String::SetUTF8 - Set/unset the internal UTF-8 flag for a string

use String::SetUTF8; setUTF8($string); unsetUTF8($string);

String::SetUTF8 lets you directly set or unset the UTF-8 flag for your strings. Sometimes you get binary data that Perl doesn't treat as UTF-8, so instead of doing a trick with pack and unpack you can just use this module.

When you store UTF-8 data in a string, Perl sets an internal flag to remember that it's Unicode text. It will use that flag to handle any later encoding or input/output. Sometimes you get UTF-8 text while reading binary data, and Perl can't set its flag because it ignores that it's UTF-8 text. There's a usual workaround to do this:
$string = pack "U0C*", unpack "C*", $string;
However this may be difficult to remember, so I built this little String::SetUTF8 module that is by the way also much faster when working on large amounts of data.
To understand the problem just try the following snippet:
my $string = "Hello \x{263A}!\n";
my $string2 = <DATA>;
print "$ustring1$ustring2";
__DATA__
Hello âº!
The first line will come out fine, while the second comes out garbles. This is because Perl knows that the first string is UTF-8, and doesn't know about encoding of the second. Then it tries to encode the second into UTF-8, while it shouldn't because it's already encoded.
This module does not encode your data in Unicode, UTF-8 or others. It doesn't convert, transform or do any other similiar operation. It just tells Perl "this multibyte data is already UTF-8 encoded". Please don't use it unless you understand what you're doing.

setUTF8($string);
This sets the UTF-8 flag. It will die if you pass it a non-string variable.
unsetUTF8($string);
This unsets the UTF-8 flag. It will die if you pass it a non-string variable.
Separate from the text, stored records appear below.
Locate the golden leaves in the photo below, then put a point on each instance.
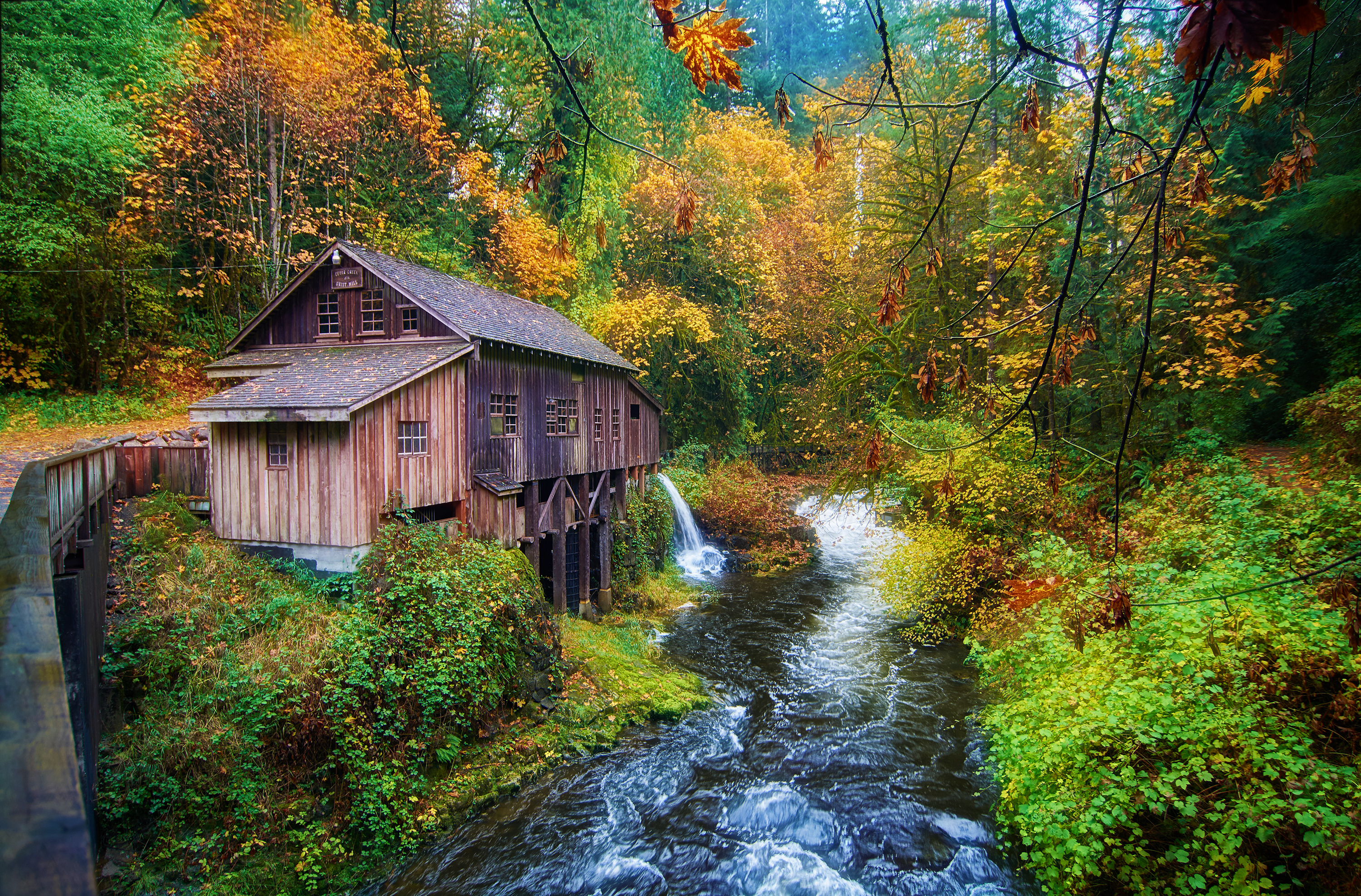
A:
(684, 213)
(782, 107)
(704, 44)
(821, 150)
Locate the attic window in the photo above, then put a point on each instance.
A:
(371, 311)
(277, 446)
(328, 315)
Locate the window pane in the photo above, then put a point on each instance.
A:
(371, 311)
(328, 313)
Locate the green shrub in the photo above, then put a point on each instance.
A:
(1333, 418)
(278, 732)
(1208, 748)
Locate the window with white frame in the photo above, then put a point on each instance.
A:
(371, 311)
(328, 315)
(413, 437)
(277, 444)
(503, 413)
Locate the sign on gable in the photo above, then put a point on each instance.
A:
(348, 278)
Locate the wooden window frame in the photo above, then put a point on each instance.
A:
(413, 437)
(367, 319)
(504, 413)
(277, 446)
(563, 417)
(330, 318)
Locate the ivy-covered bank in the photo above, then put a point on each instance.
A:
(286, 734)
(1157, 725)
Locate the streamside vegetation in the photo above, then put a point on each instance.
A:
(1194, 726)
(292, 734)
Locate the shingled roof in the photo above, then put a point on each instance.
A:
(324, 383)
(488, 313)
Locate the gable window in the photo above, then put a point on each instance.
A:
(413, 437)
(328, 315)
(277, 444)
(503, 409)
(371, 311)
(561, 417)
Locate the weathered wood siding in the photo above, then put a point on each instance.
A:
(437, 477)
(535, 455)
(294, 322)
(339, 476)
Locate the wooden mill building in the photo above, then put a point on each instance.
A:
(372, 384)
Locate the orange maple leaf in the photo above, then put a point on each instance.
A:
(705, 45)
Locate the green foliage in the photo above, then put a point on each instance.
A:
(109, 407)
(1333, 418)
(644, 543)
(1209, 748)
(281, 737)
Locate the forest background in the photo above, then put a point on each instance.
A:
(168, 166)
(885, 229)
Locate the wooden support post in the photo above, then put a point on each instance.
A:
(531, 525)
(560, 548)
(584, 544)
(606, 600)
(621, 498)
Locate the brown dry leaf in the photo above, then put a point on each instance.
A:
(538, 168)
(666, 14)
(1201, 184)
(1242, 28)
(705, 44)
(934, 263)
(1031, 115)
(888, 305)
(821, 150)
(926, 377)
(1027, 593)
(1118, 607)
(782, 107)
(874, 458)
(685, 209)
(961, 377)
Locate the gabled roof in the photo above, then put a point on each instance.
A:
(473, 311)
(324, 383)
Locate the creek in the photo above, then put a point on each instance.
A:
(837, 760)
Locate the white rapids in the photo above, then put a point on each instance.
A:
(692, 553)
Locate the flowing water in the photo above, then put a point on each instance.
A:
(692, 555)
(839, 760)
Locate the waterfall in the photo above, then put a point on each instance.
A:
(693, 555)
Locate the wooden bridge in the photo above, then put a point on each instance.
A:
(54, 582)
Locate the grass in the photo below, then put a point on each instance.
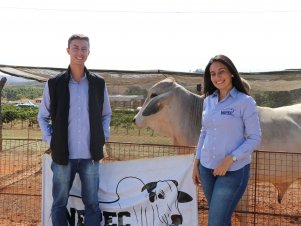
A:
(141, 136)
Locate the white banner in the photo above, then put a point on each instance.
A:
(148, 192)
There are no known bugs. You are very welcome to write mail to the author (aar@cpan.org) with your contributions, comments, suggestions, bug reports or complaints.

Alessandro Ranellucci <aar@cpan.org>

Copyright (c) 2006 Alessandro Ranellucci. This module is free software, you may redistribute it and/or modify it under the same terms as Perl itself.

This software is provided by the copyright holders and contributors ``as is'' and any express or implied warranties, including, but not limited to, the implied warranties of merchantability and fitness for a particular purpose are disclaimed. In no event shall the regents or contributors be liable for any direct, indirect, incidental, special, exemplary, or consequential damages (including, but not limited to, procurement of substitute goods or services; loss of use, data, or profits; or business interruption) however caused and on any theory of liability, whether in contract, strict liability, or tort (including negligence or otherwise) arising in any way out of the use of this software, even if advised of the possibility of such damage.